Michelle Malkin is too kind

New Republic editor Peter Beinart says conservative talk show hosts headed to Iraq are not "real journalists."

Michelle Malkin sets Beinart straight on that, and reminds him of what some "real journalists" at his own magazine have done, including an associate editor fired for fabricating stories.

I think Malkin was too kind. She could have reminded Beinart of journalist Eason Jordan and CNN's deal with Saddam's regime: Access for CNN in exchange for softball reporting.

Who's not qualified to provide coverage from Iraq?

And Malkin didn't mention Dan Rather and CBS's statement that their then anonymous documents source was "unimpeachable," even as they knew Bill Burkett was a longtime Bush-hater and Democratic activist who had demanded access to a top Kerry aide, Joe Lockhart, before turning over the documents to CBS.

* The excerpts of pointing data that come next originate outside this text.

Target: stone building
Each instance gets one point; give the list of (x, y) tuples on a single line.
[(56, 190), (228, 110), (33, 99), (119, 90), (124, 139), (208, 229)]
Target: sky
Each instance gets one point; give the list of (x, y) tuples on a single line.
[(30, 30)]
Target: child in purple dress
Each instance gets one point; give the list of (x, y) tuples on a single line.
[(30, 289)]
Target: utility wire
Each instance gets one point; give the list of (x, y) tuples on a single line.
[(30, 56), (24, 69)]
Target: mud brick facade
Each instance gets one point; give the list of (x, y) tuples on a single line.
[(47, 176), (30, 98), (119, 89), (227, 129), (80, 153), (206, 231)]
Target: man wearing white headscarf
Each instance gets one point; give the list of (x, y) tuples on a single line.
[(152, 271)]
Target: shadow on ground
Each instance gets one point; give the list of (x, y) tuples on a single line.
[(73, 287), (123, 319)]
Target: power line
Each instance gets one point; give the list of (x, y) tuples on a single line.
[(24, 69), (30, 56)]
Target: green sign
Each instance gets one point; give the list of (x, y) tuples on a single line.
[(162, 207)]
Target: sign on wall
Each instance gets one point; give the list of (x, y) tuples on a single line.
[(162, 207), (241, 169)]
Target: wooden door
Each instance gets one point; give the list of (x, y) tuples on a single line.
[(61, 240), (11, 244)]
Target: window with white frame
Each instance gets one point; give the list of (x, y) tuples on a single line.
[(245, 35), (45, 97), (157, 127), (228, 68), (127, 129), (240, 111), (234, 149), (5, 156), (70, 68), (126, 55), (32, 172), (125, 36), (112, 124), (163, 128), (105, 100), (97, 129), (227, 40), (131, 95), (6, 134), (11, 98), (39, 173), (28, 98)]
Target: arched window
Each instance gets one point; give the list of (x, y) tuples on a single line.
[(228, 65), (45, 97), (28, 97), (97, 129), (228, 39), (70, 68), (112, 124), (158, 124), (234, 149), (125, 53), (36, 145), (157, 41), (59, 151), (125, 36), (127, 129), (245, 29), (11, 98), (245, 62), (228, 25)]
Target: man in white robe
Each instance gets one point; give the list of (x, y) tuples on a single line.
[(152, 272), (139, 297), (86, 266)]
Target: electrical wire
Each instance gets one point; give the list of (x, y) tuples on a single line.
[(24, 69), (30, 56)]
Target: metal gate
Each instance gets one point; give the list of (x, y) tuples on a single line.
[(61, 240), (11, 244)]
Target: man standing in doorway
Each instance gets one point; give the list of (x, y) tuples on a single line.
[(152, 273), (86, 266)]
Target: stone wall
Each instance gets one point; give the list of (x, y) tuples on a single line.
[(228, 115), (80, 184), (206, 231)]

How many hundreds of journalists "reported" the Jennin massacre that never happened?

I could go on but today's a holiday.

2 comments:

Anonymous said...

Well, it is easy for her to be kind to those less abled than she is. :-)

Anonymous said...

To be a journalist requires at least the presumption of objectivity. If the sole purpose of their trip is to show how swell it's going in Iraq, why bother to go at all? After all, the Pentagon is perfectly capable of cooking up uplifting tales such as the rescue of Jessica Lynch or the herioc death of Pat Tillman fighting the enemy.

There is one question which we don't have answers for, however. They should repeat President Bush's oft stated rationale for the war in Iraq: "We are fighting terrorists abroad so we don't have to face them at home." Just how do the Iraqis feel about having their country turned into the central battleground in the war on terror?

Under Saddam, folks like Zarqawi were confined to a corner of Iraq. Now he has the whole run of the country to plant bombs and kill innocent civilians wherever he pleases.